The molecular mechanisms underlying the effects of taurine merit further investigation. Its well-established antioxidant properties may counteract oxidative stress, a driver of GIM initiation and progression[38,39]. As a bile acid conjugate, taurine may also neutralize the damaging effects of bile reflux, a recognized trigger of metaplasia[40-43]. In addition, taurine can modulate signaling pathways central to metaplastic transformation, such as the nuclear factor kappa B, signal transducer and activator of transcription 3, or Wnt/β-catenin pathways, thereby promoting a favorable gastric microenvironment[44,45]. Future studies should aim to delineate the direct molecular targets and pathways by which taurine exerts these effects. This study utilized immunohistochemistry with semiquantitative scoring, which provided optimal assessment of protein expression differences across gastric tissue architectures. While techniques such as immunofluorescence could offer enhanced subcellular resolution, the current methodology effectively captured the distinct expression patterns necessary for group comparisons. Future investigations may incorporate higher-resolution approaches to further explore the subcellular distribution of these markers in GIM.

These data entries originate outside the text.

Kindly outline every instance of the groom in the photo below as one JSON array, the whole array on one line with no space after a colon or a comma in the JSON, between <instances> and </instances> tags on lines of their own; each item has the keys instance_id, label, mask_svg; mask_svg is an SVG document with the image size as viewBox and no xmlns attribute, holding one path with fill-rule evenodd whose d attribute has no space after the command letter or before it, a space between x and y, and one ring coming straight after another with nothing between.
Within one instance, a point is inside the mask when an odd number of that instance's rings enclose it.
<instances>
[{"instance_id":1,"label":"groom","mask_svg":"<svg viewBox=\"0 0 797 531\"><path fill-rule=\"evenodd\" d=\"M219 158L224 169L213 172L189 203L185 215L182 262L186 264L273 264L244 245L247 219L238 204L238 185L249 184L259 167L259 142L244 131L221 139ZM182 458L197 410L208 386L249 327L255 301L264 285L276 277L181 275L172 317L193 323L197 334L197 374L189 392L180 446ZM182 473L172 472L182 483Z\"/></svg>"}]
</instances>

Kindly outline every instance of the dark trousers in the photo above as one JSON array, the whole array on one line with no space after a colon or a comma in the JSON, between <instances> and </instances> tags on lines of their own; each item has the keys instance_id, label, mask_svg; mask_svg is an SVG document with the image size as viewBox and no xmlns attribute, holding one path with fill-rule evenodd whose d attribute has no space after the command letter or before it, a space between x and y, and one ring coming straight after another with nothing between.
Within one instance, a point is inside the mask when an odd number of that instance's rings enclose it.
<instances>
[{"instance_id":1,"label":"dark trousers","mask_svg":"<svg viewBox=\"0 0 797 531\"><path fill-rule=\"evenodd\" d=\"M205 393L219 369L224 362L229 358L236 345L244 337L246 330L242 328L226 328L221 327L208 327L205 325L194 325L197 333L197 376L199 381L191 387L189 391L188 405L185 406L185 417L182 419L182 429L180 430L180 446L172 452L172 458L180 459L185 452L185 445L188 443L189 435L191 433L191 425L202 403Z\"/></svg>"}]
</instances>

Despite these encouraging results, limitations remain. While we observed a clear shift in the expression of differentiation markers, the upstream signaling cascades modulated by taurine require elucidation. The optimal dose, treatment duration, and long-term efficacy in humans remain to be established through clinical trials. Furthermore, it is essential to determine whether the protective effects of taurine are consistent across all GIM subtypes or restricted to specific variants.

CONCLUSION

Our study provides strong preclinical evidence supporting taurine as a therapeutic candidate for GIM. Using both a genetic murine model and patient-derived organoids, we demonstrated that taurine markedly attenuated GIM features and restored gastric epithelial identity. Owing to its well-documented safety, affordability, and broad availability, taurine has emerged as a practical and attractive option for clinical translation, either as a dietary supplement or a pharmaceutical intervention to halt the progression of gastric carcinogenesis. These findings establish a solid foundation for future randomized controlled trials to validate taurine as a chemopreventive strategy in patients with this precancerous condition.

Footnotes

Provenance and peer review: Unsolicited article; Externally peer reviewed.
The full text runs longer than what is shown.